Three numeric variables were selected: **lifeexpectancy**, **employrate**,**internetuserate**. First a *subset *of the dataset was created, since we were interested primarily in the countries with *lifeexpectancy *less than equal to 70. All the exploratory analysis were done on this subset.

Since the variables selected are continuous, each variable was binned (grouped) into a few bins (e.g., *employrate *and *lifexpectancy *variables were binned into 4 equal-depth groups whereas the *internetuserate *variable was binned into 3 equal-width groups). For each of the variables, the frequency tables were computed and the *missing *values were coded out. We tried to understand how the *lifexpectancy *varied across the countries in different groups of *employrate *and *internetuserate*.

The *frequency distributions* of the managed (grouped) variables are shown below. As can be seen, number of countries with (low) *employrate *less than 56 is 19, whereas number of countries with (high) *employrate *greater than 70 is around 18. Also, it shows that there were 3 countries with NAN values for employ rate in the subset.
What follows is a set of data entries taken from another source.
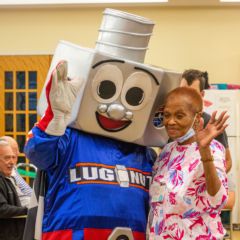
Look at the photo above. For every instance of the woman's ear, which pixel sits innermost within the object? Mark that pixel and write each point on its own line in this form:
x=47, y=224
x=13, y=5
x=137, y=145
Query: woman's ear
x=199, y=122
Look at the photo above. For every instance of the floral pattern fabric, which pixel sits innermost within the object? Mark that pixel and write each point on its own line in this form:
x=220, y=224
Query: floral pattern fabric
x=181, y=208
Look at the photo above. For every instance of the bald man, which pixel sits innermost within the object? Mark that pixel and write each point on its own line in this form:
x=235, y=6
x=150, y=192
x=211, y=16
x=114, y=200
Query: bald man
x=24, y=190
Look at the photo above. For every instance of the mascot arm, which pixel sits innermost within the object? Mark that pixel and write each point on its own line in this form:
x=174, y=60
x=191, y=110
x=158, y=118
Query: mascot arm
x=45, y=151
x=61, y=94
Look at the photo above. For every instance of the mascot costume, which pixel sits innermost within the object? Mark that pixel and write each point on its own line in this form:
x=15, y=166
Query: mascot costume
x=98, y=112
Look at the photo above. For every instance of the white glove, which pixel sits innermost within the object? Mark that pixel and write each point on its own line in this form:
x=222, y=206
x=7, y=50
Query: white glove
x=61, y=95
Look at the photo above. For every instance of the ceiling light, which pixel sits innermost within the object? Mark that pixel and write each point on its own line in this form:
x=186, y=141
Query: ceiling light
x=230, y=1
x=50, y=2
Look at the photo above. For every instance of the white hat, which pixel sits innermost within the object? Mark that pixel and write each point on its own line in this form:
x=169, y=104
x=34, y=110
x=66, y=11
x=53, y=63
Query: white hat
x=124, y=35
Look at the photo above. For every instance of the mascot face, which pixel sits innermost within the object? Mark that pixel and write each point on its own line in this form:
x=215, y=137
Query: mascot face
x=120, y=98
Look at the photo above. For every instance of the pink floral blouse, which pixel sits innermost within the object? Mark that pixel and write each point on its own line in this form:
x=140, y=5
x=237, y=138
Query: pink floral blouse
x=181, y=208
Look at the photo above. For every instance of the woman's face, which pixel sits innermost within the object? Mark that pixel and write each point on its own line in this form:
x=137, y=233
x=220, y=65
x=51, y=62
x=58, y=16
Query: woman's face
x=177, y=117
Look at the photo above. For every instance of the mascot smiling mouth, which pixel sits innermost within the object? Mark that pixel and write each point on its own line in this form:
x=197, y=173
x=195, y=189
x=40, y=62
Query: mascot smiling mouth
x=111, y=125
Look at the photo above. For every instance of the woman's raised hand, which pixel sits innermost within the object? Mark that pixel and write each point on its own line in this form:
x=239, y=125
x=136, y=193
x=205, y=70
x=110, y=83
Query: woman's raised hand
x=214, y=127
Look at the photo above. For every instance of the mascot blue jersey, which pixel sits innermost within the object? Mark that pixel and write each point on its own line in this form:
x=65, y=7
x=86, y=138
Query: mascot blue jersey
x=94, y=184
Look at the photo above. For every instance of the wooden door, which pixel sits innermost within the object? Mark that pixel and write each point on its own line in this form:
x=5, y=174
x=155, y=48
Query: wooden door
x=21, y=81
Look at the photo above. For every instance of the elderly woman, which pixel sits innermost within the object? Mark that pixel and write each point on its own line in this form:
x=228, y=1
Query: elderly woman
x=189, y=186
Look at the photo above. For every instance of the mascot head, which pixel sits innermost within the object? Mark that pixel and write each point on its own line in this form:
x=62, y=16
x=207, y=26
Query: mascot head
x=122, y=96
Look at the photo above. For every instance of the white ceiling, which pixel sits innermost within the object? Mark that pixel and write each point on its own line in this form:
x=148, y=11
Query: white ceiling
x=91, y=3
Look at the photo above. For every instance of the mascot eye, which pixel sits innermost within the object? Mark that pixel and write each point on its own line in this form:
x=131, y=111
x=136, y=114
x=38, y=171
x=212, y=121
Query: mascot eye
x=137, y=91
x=106, y=89
x=135, y=96
x=107, y=83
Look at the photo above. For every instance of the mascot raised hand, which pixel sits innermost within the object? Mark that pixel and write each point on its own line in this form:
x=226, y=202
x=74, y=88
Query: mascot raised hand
x=98, y=117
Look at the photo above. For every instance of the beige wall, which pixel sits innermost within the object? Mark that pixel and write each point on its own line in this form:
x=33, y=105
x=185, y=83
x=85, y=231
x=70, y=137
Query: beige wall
x=204, y=38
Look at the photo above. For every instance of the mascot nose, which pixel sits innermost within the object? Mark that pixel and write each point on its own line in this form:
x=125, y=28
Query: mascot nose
x=116, y=111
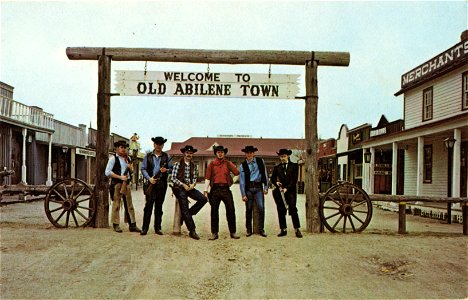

The below heatmap of the crostab shows that there are relatively high number of countries with low *intermetuserate *but high *employrate*!

The scatter plot of the variables employrate vs. internetuserate above shows that for the countries with lifeexpectancy > 60 we have higher internetuserate in general. The box plots below show that the lifeexpectancy is highest on average for the countries with second lowest employrate but for those with the highest interntuserate.